The Supreme Court's ruling in Lawrence v. Texas (the sodomy case) is a veritable gold mine for liberals and the shifting values they hold dear.
Not many conservatives I know have any desire to see the sodomy laws of any state enforced against homosexual behavior within the confines of one's private residence. But the Supreme Court's opinion had little to do with protecting that kind of privacy and much more to do with legitimizing homosexuality, moral relativism and the concept of the Constitution as an evolving document. And for good measure, the Court also took a gratuitous swipe at American sovereignty in the process.
Sure, Justice Anthony Kennedy talked about privacy, and his reasoning could have disastrous consequences if applied to its logical conclusion, as Senator Rick Santorum correctly warned. But "privacy" is hardly what was motivating the majority. The Court was determined to make a statement endorsing homosexuality as a status, not just homosexual behavior. This is profound and far ranging, but part of a continuing progression of cases sanctioning homosexuals as a protected class.
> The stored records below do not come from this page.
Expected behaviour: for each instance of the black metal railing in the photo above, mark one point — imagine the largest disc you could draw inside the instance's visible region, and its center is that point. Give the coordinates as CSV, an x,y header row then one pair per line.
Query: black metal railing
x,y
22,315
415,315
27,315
The Court in Romer v. Evans (1996), for example, struck down a Colorado statute that prohibited granting special protection to homosexuals under state antidiscrimination laws.
In his majority opinion, Justice Kennedy criticized (before overruling) the 1986 Supreme Court case of Bowers v. Hardwick, in which the Court validated a state sodomy law, for demeaning the homosexual relationship. "To say that the issue in Bowers was simply the right to engage in certain sexual conduct demeans the claim the individual put forward, just as it would demean a married couple were it to be said marriage is simply about the right to have sexual intercourse." And, "(The) continuance (of the Bowers case) as precedent demeans the lives of homosexual persons."
I am not disputing that a criminal statute outlawing sodomy between homosexuals demeans the homosexual relationship -- of course it does, and it's intended to. Until relatively recently our society openly disapproved of such relationships. But it is equally true that the Court's language legitimizes such relationships -- and is intended to. Had the Court merely intended to protect the homosexual act within the home it wouldn't have addressed the "demeaning of the homosexual relationship." The Court also acknowledged the "dignity" of homosexuals "as free persons."